Todos gritamos, todo el navío español gritó desde la quilla a la cofa: 


- ¡Joderoooosssss!

Porque la andanada había resultado brutal y devastadora. 

Y los camaradas artilleros, sudando la gota gorda en las cubiertas inferiores, tardaron un suspiro en recargar y arrearle otro surtido de hierro español para que se repartiesen los del "Warwick".

¡BATABUUUUUUUMMMMMM!

A popa, picado de mosquetazos y de metralla ondeaba nuestro trapo, que era sólo eso, un trapo, pero un trozo de tela que nos llevaba a todos metidos entre sus hilos y enredados entre su madeja.
Y ahí seguía, como nosotros.


El "Warwick" se despegó de nuestra banda harto de recibir estopa después de un par de horas de combate. 
Supongo que su capitán, si no estaba muerto a aquellas alturas, querría poder volver a Inglaterra subido en algo parecido a un barco.
Mientras el inglés se retiraba volvimos a gritar como locos enardecidos y debieron escucharnos, porque de inmediato en los palos desmochados y las vergas partidas colgaron más velas agujereadas para poder coger todo el viento que pudiesen y salir de allí pitando.
Cosa que hicieron con el conocido garbo y salero inglés de toda la vida.
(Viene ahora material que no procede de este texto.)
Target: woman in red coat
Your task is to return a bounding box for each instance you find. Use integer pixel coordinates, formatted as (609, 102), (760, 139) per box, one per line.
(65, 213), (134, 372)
Nuestro barco había sufrido algunas averías que se empezaron a reparar de inmediato y nuestro Capitán pudo el hombre respirar aliviado. El valioso cargamento seguía seguro en nuestras sólidas bodegas de madera cubana.
El Segundo Oficial y él hablaban a popa contemplando al vapuleado barco inglés que se alejaba con un renqueante rumbo norte:


- Les hemos dado como para tres años, Capitán...
- Sí, gracias a Dios... Espero no tener más encontronazos...
- No creo, ya estamos cerca de casa...
- No me fío ni un pelo de estos ingleses, amigo...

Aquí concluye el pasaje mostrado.